Siempre andamos dándole vueltas a que si el tamaño importa, que si la duración importa… a la hora de la satisfacción sexual. También, por supuesto, el tema de nuestra habilidad y nuestras capacidades de optimizar los mimbres con los que la naturaleza nos dotó. Pero nunca hablamos de algo que tiene tremenda importancia: la forma del pene.

Hay diferentes formas de pene en el hombre. Todas están clasificadas. Como todo en el cuerpo humano, responden a necesidades evolutivas y nos hacen diferentes al resto de los animales, pero también al resto de los propios seres humanos.

Por lo tanto, y pasa con cualquier herramienta que usemos, si tenemos diferentes formas de pene, habrá diferentes formas de optimizar su rendimiento. Os vamos a ayudar un poco con esto.

1. Pene curvo: Le ponemos el primero porque se trata de una de las formas de pene más habituales. Su principal característica es también su principal virtud dado que, gracias a su curvatura, es capaz de estimular el punto G. Las posiciones más recomendadas son, por lo tanto, la profunda, el perrito y el misionero.

2. Pene seta: Esta forma de pene se caracteriza porque el glande es mucho más ancho que el resto del pene. El misionero es la postura más recomendable. Este tipo de pene suele gustar mucho a las mujeres para practicar sexo oral. Pero desde luego, no es el mejor para el sexo anal.

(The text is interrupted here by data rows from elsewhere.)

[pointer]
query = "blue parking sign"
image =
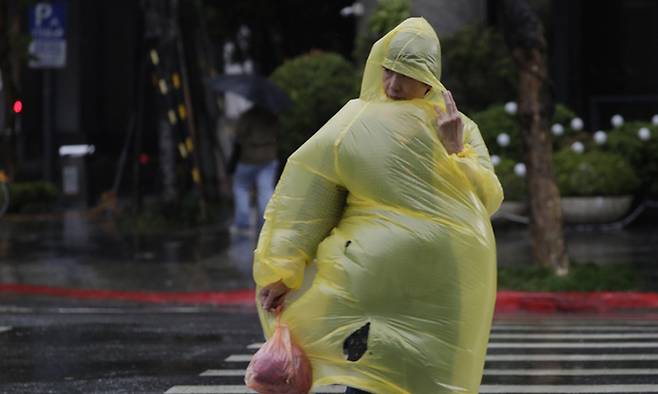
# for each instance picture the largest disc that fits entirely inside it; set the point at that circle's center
(47, 22)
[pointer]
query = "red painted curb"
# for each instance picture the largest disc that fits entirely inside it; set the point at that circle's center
(506, 301)
(245, 296)
(604, 301)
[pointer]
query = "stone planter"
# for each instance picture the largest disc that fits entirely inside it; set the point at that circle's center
(510, 208)
(595, 210)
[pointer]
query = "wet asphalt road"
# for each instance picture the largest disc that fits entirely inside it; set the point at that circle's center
(84, 348)
(90, 349)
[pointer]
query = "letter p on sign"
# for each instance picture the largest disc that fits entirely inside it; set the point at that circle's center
(42, 11)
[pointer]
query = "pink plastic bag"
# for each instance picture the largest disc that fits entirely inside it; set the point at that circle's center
(280, 366)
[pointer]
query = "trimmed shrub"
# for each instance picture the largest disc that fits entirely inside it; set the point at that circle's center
(594, 173)
(642, 155)
(319, 84)
(32, 197)
(387, 15)
(495, 120)
(514, 186)
(478, 68)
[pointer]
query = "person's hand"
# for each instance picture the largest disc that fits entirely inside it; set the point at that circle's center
(273, 295)
(450, 125)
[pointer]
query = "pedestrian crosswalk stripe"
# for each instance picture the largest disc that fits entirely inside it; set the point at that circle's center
(549, 345)
(571, 372)
(574, 336)
(572, 357)
(506, 372)
(526, 357)
(572, 388)
(593, 327)
(553, 354)
(572, 345)
(224, 372)
(236, 389)
(238, 358)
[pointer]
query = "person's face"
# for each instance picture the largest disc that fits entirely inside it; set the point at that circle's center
(401, 87)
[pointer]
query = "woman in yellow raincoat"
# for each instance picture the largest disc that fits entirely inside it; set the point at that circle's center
(378, 235)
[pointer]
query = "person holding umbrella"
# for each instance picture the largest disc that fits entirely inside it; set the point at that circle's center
(254, 160)
(257, 164)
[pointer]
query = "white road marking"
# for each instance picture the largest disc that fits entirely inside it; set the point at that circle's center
(238, 358)
(570, 372)
(574, 336)
(224, 372)
(235, 389)
(504, 372)
(572, 388)
(571, 345)
(572, 357)
(594, 327)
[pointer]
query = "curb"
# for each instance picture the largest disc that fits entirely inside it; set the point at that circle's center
(235, 297)
(506, 301)
(599, 301)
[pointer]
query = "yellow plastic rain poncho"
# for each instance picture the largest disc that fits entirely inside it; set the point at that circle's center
(373, 222)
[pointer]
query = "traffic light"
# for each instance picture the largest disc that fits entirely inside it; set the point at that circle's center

3. Pene lápiz: Sin embargo esta forma de pene se caracteriza por todo lo contrario. Es un pene fino con la punta aún más fina que el resto. Es el más indicado para practicar sexo anal, ya que la forma de la punta favorece la penetración.

4. Pene Cono: Esta forma de pene consiste por ser muy ancho en la base e irse estrechando progresivamente hasta la punta. Esta forma favorece la dilatación a lo largo de la penetración. Adecuado para posiciones como el perrito, la catapulta o la profunda.

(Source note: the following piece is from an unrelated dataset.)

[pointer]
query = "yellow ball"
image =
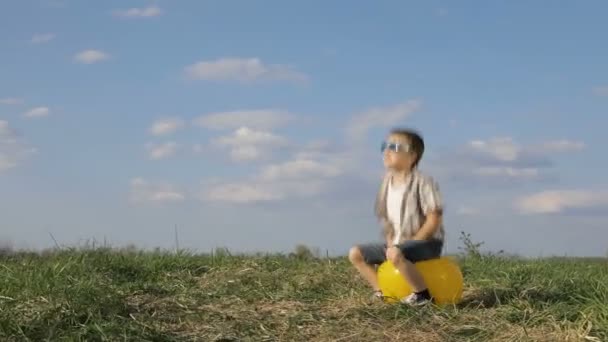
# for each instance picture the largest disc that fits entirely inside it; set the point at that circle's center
(441, 275)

5. Pene plátano: Tanto el glande como la base del pene tienen el mismo ancho, pero el tronco del pene es más grueso. Esta forma de pene es muy placentera y da un buen rendimiento en cualquier postura.

De todos modos, y como decimos siempre, el placer sexual y la satisfacción no dependen ni del tamaño y de la forma de pene. Se trata de erotizar y buscar el placer de mil formas distintas y con toda la imaginación que seamos capaces de desplegar.